いつでもにこやかに、陽気にポジティブに振る舞わなければならない、という社会的な風潮があります。笑わない男性はというと、あまり人気がありません。

たしかに、接客業などで働くのであれば、愛想の良さが大切ですけれども、そうでないのであれば、男性はムリに笑顔のトレーニングなどをしなくてもよいかもしれません。

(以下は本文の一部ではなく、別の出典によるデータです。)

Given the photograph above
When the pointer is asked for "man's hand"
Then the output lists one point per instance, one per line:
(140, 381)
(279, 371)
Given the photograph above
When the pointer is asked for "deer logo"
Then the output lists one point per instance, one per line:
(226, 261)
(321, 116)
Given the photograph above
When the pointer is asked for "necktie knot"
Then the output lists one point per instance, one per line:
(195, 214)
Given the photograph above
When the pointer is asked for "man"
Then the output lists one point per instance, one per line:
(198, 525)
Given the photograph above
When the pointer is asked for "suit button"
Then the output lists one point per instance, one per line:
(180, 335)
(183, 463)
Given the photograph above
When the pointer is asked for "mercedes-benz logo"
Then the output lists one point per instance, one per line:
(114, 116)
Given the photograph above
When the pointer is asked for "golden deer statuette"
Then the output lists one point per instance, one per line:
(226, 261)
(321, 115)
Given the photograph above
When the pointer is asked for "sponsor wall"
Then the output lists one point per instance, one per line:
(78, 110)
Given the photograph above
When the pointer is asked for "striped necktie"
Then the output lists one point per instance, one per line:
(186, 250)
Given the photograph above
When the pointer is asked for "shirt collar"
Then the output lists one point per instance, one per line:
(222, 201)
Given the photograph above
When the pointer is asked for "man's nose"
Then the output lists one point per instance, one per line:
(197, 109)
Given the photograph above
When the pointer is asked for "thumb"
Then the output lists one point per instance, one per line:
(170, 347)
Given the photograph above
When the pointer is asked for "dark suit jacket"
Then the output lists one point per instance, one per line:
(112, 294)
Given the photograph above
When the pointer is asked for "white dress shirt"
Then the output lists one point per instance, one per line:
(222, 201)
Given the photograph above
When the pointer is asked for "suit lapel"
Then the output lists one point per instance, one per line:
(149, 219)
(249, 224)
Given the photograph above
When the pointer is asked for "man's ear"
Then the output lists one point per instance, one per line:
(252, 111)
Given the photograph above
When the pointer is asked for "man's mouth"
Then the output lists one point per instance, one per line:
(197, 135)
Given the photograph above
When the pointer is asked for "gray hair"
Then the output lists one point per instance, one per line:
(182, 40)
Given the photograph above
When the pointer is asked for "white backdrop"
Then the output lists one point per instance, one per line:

女性上司からすれば、愛想のない男性部下に対して、「もっと愛想よくしたほうがいいんじゃない?」とアドバイスしたくもなるかもしれませんが、それを求めるのはやめましょう。どうせ、ぎこちなくて、不自然な笑顔しか作れませんから。

「男は三年に方頬」という言葉をご存じでしょうか。

男性は、いつもニコニコしていると、かえって威厳が損なわれてしまうので、三年に一回だけ、それもほんの少し方頬が動く程度の笑いをすれば十分だよ、という意味です。今では、あまり使われていない言葉だとは思うのですが、これは心理学的にも正しいことがわかっています。

男女でここまで違う「笑顔」が与える印象

米国ニューヨーク州にあるヴァッサー大学のアミー・ハルバースタットは、15の雑誌に掲載されている男女の広告モデルについて分析してみたことがあります。それぞれのモデルはいろいろな表情を見せているわけですが、それらの表情がどんな印象を与えるのか、20名の判定員に、得点をつけてもらったのです。

その結果、女性モデルでは、笑顔を見せているほど好印象でしたが、男性モデルでは逆になることがわかりました。男性モデルでは、笑って「いない」ときのほうが、強そうなイメージ、男らしいイメージを与えることが判明したのです。

にこやかな笑顔の男性は、たしかに女性にモテるのかもしれませんが、仕事ができるというイメージは与えません。どちらかというと、ヘラヘラしていて、重みを感じさせないためです。

その点、笑顔を見せない男性のほうが、どっしりと構えていて、感情的に落ち着いていて、風格が漂っているような印象を与えます。仕事に役立つのは、こういうイメージでしょう。